Podczas rundy wzajemnych pytań dotyczących praworządności Joanna Senyszyn zapytała Nawrockiego, czy jeśli zostanie prezydentem będzie walczył o „równouprawnienie tęczowej społeczności”.
– Będę prezydentem wszystkich Polaków, ale społeczność LGBT nie może czekać, czy być gotowa na to, abym się nimi szczególnie zajął – odparł kandydat popierany przez PiS.
Debata prezydencka. Deklaracja Nawrockiego ws. statusu osoby najbliższej
Jak zaznaczył, w Polsce homoseksualizm nigdy nie był penalizowany.
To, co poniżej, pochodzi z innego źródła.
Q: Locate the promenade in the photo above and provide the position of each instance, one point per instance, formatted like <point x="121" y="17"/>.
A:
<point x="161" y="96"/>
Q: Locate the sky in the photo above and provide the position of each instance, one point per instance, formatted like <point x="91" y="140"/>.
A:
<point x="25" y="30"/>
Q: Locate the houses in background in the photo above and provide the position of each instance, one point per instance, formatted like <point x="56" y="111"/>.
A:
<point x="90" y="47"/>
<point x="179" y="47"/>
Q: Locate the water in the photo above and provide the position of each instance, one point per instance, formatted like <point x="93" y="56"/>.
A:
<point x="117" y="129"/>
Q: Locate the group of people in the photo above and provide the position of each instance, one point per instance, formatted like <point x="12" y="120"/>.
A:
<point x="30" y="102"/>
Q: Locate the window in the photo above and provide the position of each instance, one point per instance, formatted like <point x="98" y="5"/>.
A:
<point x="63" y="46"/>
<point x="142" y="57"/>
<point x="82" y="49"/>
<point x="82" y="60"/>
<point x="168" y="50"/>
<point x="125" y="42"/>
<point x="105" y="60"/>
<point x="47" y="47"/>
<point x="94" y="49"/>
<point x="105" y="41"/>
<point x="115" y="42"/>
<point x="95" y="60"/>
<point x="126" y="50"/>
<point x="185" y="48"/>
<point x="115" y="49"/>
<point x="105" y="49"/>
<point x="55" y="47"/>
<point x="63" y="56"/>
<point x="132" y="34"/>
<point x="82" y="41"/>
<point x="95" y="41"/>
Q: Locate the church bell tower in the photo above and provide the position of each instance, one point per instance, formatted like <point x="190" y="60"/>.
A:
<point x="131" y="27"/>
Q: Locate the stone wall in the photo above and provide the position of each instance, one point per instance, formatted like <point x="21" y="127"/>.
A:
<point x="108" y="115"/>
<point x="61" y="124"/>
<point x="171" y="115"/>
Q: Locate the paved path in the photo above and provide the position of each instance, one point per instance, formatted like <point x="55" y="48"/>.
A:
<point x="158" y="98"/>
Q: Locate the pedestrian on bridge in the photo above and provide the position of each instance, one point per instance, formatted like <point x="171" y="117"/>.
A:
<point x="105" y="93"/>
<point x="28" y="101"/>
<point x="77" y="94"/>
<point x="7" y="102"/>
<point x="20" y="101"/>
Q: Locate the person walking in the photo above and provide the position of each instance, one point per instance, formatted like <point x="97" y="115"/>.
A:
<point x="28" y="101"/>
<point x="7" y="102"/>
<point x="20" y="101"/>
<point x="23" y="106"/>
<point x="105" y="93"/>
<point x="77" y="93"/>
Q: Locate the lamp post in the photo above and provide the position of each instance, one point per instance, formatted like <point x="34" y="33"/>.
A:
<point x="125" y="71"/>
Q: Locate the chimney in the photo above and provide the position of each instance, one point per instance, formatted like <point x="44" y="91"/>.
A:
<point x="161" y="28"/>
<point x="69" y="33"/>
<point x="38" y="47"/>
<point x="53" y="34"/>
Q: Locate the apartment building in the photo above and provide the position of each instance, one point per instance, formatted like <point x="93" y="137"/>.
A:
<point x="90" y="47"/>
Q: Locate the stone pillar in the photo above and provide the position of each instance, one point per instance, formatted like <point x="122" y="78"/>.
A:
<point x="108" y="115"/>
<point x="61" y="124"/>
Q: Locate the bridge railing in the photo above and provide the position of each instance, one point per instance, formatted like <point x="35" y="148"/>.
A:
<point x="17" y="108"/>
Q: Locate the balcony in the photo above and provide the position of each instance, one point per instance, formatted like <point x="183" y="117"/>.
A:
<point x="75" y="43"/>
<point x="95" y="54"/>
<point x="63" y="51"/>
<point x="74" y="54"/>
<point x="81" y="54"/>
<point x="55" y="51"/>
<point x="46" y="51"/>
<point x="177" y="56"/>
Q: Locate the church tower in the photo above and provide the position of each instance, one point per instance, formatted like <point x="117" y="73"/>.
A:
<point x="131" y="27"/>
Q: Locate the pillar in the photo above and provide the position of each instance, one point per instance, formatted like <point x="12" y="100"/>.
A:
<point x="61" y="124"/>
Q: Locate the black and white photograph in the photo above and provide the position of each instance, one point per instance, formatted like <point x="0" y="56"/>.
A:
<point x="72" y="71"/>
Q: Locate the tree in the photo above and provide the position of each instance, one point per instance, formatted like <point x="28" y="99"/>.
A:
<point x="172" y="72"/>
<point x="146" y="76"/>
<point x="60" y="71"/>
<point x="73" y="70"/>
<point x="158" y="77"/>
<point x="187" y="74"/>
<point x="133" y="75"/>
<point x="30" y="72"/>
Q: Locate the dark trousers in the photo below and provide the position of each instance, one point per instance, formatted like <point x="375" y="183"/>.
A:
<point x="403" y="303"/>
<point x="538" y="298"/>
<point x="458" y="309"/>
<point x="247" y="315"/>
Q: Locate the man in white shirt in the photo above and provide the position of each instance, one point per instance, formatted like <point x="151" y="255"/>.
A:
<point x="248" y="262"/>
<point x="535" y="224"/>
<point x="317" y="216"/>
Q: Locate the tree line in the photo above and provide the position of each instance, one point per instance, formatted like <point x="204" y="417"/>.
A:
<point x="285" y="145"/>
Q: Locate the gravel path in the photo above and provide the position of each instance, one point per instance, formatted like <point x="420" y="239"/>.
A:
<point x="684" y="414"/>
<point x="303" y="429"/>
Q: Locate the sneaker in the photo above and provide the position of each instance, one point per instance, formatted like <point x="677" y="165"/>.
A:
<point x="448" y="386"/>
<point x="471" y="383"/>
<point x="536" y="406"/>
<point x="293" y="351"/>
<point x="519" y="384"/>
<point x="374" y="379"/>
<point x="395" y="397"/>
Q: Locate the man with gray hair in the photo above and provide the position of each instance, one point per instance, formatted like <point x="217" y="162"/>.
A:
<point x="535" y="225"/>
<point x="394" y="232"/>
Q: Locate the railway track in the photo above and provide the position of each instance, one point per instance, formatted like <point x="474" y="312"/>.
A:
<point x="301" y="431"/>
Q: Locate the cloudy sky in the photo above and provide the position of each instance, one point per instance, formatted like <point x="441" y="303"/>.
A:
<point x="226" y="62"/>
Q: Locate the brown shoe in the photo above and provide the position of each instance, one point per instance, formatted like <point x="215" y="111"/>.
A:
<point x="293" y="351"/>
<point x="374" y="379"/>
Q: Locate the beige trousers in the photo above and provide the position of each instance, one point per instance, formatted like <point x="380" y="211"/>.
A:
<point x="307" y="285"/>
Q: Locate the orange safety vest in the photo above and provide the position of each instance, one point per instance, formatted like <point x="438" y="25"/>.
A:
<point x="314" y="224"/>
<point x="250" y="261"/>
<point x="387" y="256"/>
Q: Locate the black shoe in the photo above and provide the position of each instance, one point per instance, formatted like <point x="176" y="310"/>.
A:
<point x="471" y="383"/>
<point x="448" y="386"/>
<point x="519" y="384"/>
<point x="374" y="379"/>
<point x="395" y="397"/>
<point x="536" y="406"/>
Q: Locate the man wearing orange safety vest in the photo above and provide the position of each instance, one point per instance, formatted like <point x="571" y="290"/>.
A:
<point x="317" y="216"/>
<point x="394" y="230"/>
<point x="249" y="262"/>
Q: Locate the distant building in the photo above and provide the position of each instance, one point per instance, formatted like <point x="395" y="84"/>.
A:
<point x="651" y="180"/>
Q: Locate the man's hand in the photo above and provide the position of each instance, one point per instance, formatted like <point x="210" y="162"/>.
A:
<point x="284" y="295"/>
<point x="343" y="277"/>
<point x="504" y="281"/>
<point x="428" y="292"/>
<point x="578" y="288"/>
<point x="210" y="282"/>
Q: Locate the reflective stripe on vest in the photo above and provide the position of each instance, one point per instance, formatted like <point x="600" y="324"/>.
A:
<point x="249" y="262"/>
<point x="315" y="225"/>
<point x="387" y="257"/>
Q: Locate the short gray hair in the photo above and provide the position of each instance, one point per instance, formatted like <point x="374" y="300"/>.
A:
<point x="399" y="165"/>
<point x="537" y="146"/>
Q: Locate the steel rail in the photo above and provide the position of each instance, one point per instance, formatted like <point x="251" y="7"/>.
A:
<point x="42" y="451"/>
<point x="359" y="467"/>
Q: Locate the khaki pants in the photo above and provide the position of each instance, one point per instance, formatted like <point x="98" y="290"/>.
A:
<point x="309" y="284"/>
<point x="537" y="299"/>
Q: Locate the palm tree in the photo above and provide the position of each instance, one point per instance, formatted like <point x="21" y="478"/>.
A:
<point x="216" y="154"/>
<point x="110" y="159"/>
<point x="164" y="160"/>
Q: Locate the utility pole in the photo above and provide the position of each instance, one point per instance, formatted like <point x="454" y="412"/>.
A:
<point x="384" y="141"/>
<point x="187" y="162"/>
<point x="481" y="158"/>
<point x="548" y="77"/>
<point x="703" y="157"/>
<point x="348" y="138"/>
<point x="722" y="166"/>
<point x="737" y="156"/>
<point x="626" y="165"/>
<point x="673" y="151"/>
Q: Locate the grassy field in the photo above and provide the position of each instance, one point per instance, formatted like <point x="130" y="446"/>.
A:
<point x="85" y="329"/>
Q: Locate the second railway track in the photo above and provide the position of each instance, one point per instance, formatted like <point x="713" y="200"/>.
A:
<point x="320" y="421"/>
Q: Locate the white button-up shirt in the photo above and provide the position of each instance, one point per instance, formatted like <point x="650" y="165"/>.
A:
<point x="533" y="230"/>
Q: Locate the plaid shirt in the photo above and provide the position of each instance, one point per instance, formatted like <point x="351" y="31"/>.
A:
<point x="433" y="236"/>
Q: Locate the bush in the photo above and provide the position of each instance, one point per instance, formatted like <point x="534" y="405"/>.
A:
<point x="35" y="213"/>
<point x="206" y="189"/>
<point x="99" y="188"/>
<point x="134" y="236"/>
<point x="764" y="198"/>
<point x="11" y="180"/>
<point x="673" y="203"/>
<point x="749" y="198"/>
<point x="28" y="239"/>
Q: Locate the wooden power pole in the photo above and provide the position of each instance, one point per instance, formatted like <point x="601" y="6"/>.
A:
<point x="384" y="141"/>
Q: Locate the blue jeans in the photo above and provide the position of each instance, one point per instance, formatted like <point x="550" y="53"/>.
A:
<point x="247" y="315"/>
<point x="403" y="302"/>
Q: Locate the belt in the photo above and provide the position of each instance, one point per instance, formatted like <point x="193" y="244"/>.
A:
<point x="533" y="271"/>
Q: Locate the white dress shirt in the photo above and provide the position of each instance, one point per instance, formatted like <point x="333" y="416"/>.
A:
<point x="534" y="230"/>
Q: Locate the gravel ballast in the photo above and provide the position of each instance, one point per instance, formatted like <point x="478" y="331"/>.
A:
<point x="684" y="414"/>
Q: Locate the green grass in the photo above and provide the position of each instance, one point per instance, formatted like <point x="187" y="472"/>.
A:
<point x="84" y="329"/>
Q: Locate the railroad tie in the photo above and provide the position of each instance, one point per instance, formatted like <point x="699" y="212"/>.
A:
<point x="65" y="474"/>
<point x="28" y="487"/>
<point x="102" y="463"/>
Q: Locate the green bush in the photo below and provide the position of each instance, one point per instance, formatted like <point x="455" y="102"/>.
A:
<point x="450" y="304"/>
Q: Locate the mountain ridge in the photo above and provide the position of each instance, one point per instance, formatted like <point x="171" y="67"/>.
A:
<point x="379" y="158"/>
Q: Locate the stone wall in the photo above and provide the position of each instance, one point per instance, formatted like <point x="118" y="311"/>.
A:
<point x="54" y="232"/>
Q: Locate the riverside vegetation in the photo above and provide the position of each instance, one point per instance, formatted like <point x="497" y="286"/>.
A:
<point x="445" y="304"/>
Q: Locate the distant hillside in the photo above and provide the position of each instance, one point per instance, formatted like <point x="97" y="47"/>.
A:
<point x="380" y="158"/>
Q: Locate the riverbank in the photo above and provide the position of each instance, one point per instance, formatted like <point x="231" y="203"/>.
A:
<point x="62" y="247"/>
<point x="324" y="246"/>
Dodał, że osoby LGBT mają prawa.
– Jestem gotowy do podpisania i do dyskusji wokół statusu osoby najbliższej, ale nie może ani pani profesor, ani społeczność LGBT oczekiwać ode mnie tego, że będę forsował, czy zajmował się ich sprawami – powiedział Nawrocki.
– Ja w ogóle jestem za tym, aby kwestie seksualne, prywatne pozostawały poza życiem politycznym – dodał.
– Myślę, że ten pan, który nie przyszedł (na debatę – red.), Rafał Trzaskowski, któremu ostatnio wręczyłem flagę LGBT, będzie lepiej zajmował się społecznością LGBT – dodał, nawiązując do debaty wyborczej w Końskich, która odbyła się w piątek.